To Thompson, who leads the two-store operation in northern Canada, “big enough” means being large enough to attract the customers they want while remaining sustainable in the eyes of suppliers. Thompson doesn’t begrudge any of the large, well-run and well-capitalized groups, but says it was simply never Moker & Thompson’s goal to be among the biggest.

So how does a mid-sized dealer compete with the big ones producing high results? Set your targets, know them and figure out how to reach them, he says. With its customers’ short growing season, Moker & Thompson’s focus is on large equipment and high-value customers. It attracts and retains that coveted customer segment with outstanding service. While its value proposition may not allow the lowest price, Moker & Thompson’s reputation for service excellence brings enough business through the door to make it work.

Experience is a key metric in its success as a mid-sized dealer. Its 40-plus employees average 9 years’ tenure and boast general managers and department heads with a wealth of experience under their belts. While the main focus is the top-tier farmer, the second- and third-tier buyers (so critical to used sales) stay connected to the dealership through these long-term staffers.

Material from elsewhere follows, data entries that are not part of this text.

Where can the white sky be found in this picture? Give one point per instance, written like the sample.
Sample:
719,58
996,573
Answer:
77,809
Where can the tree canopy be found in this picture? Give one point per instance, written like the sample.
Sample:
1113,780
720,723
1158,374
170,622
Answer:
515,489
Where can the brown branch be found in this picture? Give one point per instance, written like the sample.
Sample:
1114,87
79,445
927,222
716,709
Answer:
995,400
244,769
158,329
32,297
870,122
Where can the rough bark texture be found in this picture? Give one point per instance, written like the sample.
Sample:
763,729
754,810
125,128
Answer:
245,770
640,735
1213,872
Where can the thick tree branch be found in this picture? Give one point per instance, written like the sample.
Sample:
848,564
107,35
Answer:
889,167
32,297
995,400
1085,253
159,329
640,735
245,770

Turning used equipment is essential to surviving in markets where change is inevitable and likely to come with little or no advanced notice. “Staying connected to that used buyer allows us to turn our used and keep our combines moving,” says Thompson. “If you have good relationships, you have a better chance of keeping them as customers and maintaining your financial performance.”

To compete against the big boys and attain high financial performance, Thompson says you must decide what you can and can’t do. You must be able to walk away from deals that increase market share but deliver little in the way of gross margin. To maintain financial strength it’s essential to have a decent return on sales. And, he says, it may come at the expense of market share.

To support his case of “more” not always meaning “better,” Thompson conducted an analysis of financial results over the past 5 years that showed Moker & Thompson vs. several groups — including publicly traded dealerships, as well as dealers under $25 million, $25-75 million and over $75 million in sales. In terms of both return on equity and return on assets, Moker & Thompson compared favorably to industry averages. And thanks to its emphasis on large equipment, Moker & Thompson’s gross margin per employee far outpaced averages.

“Big enough” is dictated more by a solid financial foundation than by number of locations, Thompson says. If you can compete financially, you can reward your people, attract and retain the best people to work for you and continue a sustainable regeneration of your organization for years to come.